Sign of the times: UAE and Qatar to outweigh Greece on MSCI index
Greece will become part of the MSCI Emerging Markets Index after failing to qualify for the criteria of a "developed market" in the wake of the country's economic collapse.
MSCI said that Greece, which had been upgraded to "developed" status in May 2001 after the creation of the euro, would be relegated in its index review this November.
"The minimum standards that currently prevail in developed markets reflect continuous market improvements introduced by authorities in other countries over the years," MSCI said in a statement. "However, very few of these improved market practices have been reflected in the Greek market.”
It is the first time that a “developed” market has been cut to “emerging market” status, said Remy Briand, MSCI's managing director and global head of index research, on a conference call with reporters after the announcement.
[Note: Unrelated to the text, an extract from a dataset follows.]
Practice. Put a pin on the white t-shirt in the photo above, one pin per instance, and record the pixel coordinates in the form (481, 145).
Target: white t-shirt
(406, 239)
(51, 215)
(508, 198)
The UAE and Qatar will also appear in the MSCI Emerging Markets Index from the end of May next year. Both of the Gulf states will have larger weightings in the index than Greece, which will account for 0.3 per cent of the total.
MSCI said Greece is now failing to meet developed market standards on multiple criteria including securities borrowing and lending facilities, short selling and transferability.
The country has only one traded stock that meets the minimum requirements for a developed market exchange, MSCI said. Market liquidity has been hemmed in by the delisting of Coca-Cola Hellenic Bottling Company. The soft drinks giant's local bottling company moved its headquarters to Switzerland and its primary listing to London in October.
Greece’s economic collapse forced it to seek two European Union and IMF bailout packages. The IMF this week published a report documenting the failings of its rescue plan.
The Athens Stock Exchange Index has lost 83 per cent of its value since peaking in late 2007. So far this year it has made a significant rebound as the eurozone crisis eases, gaining 14.6 per cent since the start of 2013.